Before retirement, Ed's career revolved around numbers. As a professional Certified Public Account, he operated his own CPA business as well as working with the renowned Arthur Andersen accounting firm.
Barbara's initial foray into the business world was in nonprofit development, and later, communications and human resources.
"It was a time when President Reagan was developing his space-based strategic defense initiative program," recalled Barbara. "I worked with a group of scientists and computer professionals formed around opposition to what was called 'Star Wars' back in the 1980s."
FOLLOWING THEIR HEARTS
The couple, relaxing in the kitchen of their Morgan Ranch home, reflected on how deeply they became involved in the "Beyond War Foundation," fighting the proliferation of nuclear weapons.
"It was about educating people," said Barbara. "We shared the knowledge that we've got to stop going to war if the planet is going to survive."
At its peak, the foundation had more than 500 people working full-time, without pay. Ten key states were targeted and 20 couples moved to those states to promulgate the movement's message.
Ed and Barbara moved from the Bay Area to Iowa, where they helped educate presidential candidates campaigning in the first-in-the-nation Iowa caucuses. They also visited news media outlets, service organizations, churches, corporations, college campuses and any other place they felt was ripe to hear the anti-war message.
They were called "Commies" – and worse. But they pressed on.
"We followed our hearts," said Ed. "We got educated about the arms race and realized our planet would not survive a nuclear war. We put 80,000 miles on our car during those three years in Iowa."

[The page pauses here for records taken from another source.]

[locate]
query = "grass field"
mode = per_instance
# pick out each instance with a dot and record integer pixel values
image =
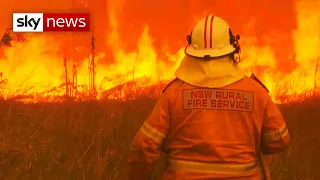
(90, 140)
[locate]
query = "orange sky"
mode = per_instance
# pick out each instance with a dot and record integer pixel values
(169, 21)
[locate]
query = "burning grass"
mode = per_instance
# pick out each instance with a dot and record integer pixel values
(90, 140)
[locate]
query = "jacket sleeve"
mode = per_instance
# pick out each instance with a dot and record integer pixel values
(275, 135)
(146, 146)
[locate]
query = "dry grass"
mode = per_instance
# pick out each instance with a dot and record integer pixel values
(89, 140)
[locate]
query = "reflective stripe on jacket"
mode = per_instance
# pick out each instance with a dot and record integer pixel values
(216, 168)
(211, 127)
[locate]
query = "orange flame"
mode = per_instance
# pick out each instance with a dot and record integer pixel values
(36, 66)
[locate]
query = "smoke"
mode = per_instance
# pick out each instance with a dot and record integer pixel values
(121, 23)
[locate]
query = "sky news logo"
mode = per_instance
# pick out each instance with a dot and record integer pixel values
(42, 22)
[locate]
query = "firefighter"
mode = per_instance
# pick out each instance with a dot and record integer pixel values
(212, 121)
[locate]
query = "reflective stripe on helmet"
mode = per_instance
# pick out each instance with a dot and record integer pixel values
(276, 135)
(152, 133)
(191, 166)
(205, 33)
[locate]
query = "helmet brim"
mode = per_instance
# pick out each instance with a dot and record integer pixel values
(212, 52)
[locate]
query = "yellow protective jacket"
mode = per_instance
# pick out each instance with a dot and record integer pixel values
(209, 133)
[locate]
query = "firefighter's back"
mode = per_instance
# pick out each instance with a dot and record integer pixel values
(215, 133)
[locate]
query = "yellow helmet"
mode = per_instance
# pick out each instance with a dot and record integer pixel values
(212, 38)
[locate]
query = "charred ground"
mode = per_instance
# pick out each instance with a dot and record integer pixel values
(90, 140)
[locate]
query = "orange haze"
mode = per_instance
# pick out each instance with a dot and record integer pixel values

The Thomas' group presented a prestigious award to the Venezuelan Prime Minister acknowledging his anti-war efforts. The Prime Minister then invited Ed and Barbara to visit him. They thought the invitation was a gracious formality – until they received in the mail first-class tickets to Caracas.
"We were interviewed on the Venezuelan equivalent of the 'Today Show' about the Beyond War movement and the arms race," said Ed.
"We felt so purposeful," said Barbara. "Our relationships were cooperative and collaborative."
MAKING A DIFFERENCE
Barbara and Ed said they have used that model of communication in every relationship they've had, including the various nonprofits they've served.
"It's a concept and a value," explained Barbara. "Whether it's on a board, in a marriage, raising children or building any healthy relationship."
"People change their minds while they're talking, not while they're listening," added Ed.
"I ask you a question, and you start talking," continued Barbara. "I listen. Then eventually you ask me my thoughts, and we begin to build agreement. We begin to have a dialogue that leads to compromise and understanding."
"And that works from the individual level to the global scale," said Ed.
For their 60th wedding anniversary, Ed and Barbara will celebrate with a series of get-togethers with friends, their daughter Debbie and son Royce, and their two grandchildren.
"It's important to take time to realize how privileged we are to live here, have the friends we have, and be able to give back," said Barbara.
"People and relationships are the most important thing in the world to us," said Ed. "I feel blessed. Barbara and I could move tomorrow and go anywhere in the world, and in a short time, we'd be connected to the community. It's because we love people."
"We made a difference," said Barbara.